(582f) Optimization Based Automated Curation of Metabolic Reconstructions | AIChE

(582f) Optimization Based Automated Curation of Metabolic Reconstructions

Authors 

Dasika, M. S. - Presenter, Department of Chemical Engineering, Penn State University
Pharkya, P. - Presenter, The Pennsylvania State University
Kumar, V. S. - Presenter, The Pennsylvania State University


Currently, there exists tens of different microbial and eukaryotic metabolic reconstructions (e.g., Escherichia coli, Saccharomyces cerevisiae, Bacillus subtilis ) with many more under development. All of these reconstructions are inherently incomplete with some functionalities missing due to the lack of experimental and/or homology information. A key challenge in the automated generation of genome-scale reconstructions is the elucidation of these gaps and the subsequent generation of hypotheses to bridge them. In this work we use two different types of information to identify and eliminate network gaps.

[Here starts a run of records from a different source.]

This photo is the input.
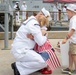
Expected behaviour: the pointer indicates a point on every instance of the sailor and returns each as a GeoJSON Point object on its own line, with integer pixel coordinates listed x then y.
{"type": "Point", "coordinates": [28, 60]}
{"type": "Point", "coordinates": [16, 9]}
{"type": "Point", "coordinates": [24, 8]}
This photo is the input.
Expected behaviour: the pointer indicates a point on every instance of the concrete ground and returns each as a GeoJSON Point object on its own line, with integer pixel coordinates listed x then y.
{"type": "Point", "coordinates": [6, 59]}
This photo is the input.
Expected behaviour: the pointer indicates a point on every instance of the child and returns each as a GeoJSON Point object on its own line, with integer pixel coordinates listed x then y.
{"type": "Point", "coordinates": [46, 51]}
{"type": "Point", "coordinates": [71, 12]}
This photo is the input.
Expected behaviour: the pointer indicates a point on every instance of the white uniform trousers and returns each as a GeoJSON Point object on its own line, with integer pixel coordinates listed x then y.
{"type": "Point", "coordinates": [17, 16]}
{"type": "Point", "coordinates": [29, 62]}
{"type": "Point", "coordinates": [23, 15]}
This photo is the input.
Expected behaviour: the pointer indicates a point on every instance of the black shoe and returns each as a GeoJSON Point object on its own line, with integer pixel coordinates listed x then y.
{"type": "Point", "coordinates": [16, 72]}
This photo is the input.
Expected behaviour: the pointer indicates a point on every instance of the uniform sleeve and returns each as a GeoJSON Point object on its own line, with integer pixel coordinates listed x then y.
{"type": "Point", "coordinates": [74, 24]}
{"type": "Point", "coordinates": [36, 32]}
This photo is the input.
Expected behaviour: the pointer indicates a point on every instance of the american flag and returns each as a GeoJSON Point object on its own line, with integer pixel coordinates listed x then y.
{"type": "Point", "coordinates": [52, 61]}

The first one is the identification of ?unreachable? reactions disconnected from the rest of the network and thus incapable of carrying flux under any uptake conditions. These reactions which we refer to as blocked cannot carry flux because either one of the reactants cannot be formed or one of the products cannot be further converted or transported out of the cell. We developed an optimization framework that identifies how to minimally fix the maximum number of these inconsistencies by appending to the organism's stoichiometric reconstruction, reactions from a multi-species universal database of reactions (~3,900 reactions) which we have developed previously in our group. Reactions whose corresponding genes show homology to one or more genes on the genome of the curated model are preferentially selected. Preliminary results from our model refinement pipeline reveal that 49% of the blocked reactions in Escherichia coli can become ?reachable? following the incorporation of 72 additional reactions from the databases. We also find that the number of added reactions required to unblock a reaction was varies from as few as one to as many as 16.

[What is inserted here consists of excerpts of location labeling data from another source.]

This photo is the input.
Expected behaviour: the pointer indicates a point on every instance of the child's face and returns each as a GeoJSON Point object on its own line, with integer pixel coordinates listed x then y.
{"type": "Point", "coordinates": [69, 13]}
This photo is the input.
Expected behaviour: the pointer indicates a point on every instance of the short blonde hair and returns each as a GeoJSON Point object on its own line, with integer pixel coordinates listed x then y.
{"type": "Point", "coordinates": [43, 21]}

Subsequently the gap-filled model is further refined by comparing in silico predictions to growth phenotypes from experimental observations. Inconsistencies are manifested as in silico growth predictions when, in vivo, the environmental and/or genetic perturbation is lethal and vice versa. To resolve these we identify what additional reaction reactions must be added to the model to resolve inconsistencies where the model predicts no growth but experiment shows growth while at the same time preserving all no growth predictions that are in agreement with experiment. Similarly, we identify which reaction to eliminate under certain conditions (e.g., anaerobic/aerobic, presence of certain substrates) to resolve inconsistencies where the model predicts growth but the experiment shows lethality while at the same time preserving all growth predictions that are in agreement with experiment. The proposed frameworks are demonstrated on stochiometric reconstructions for E. coli, S. cerevisiae and B. subtilis.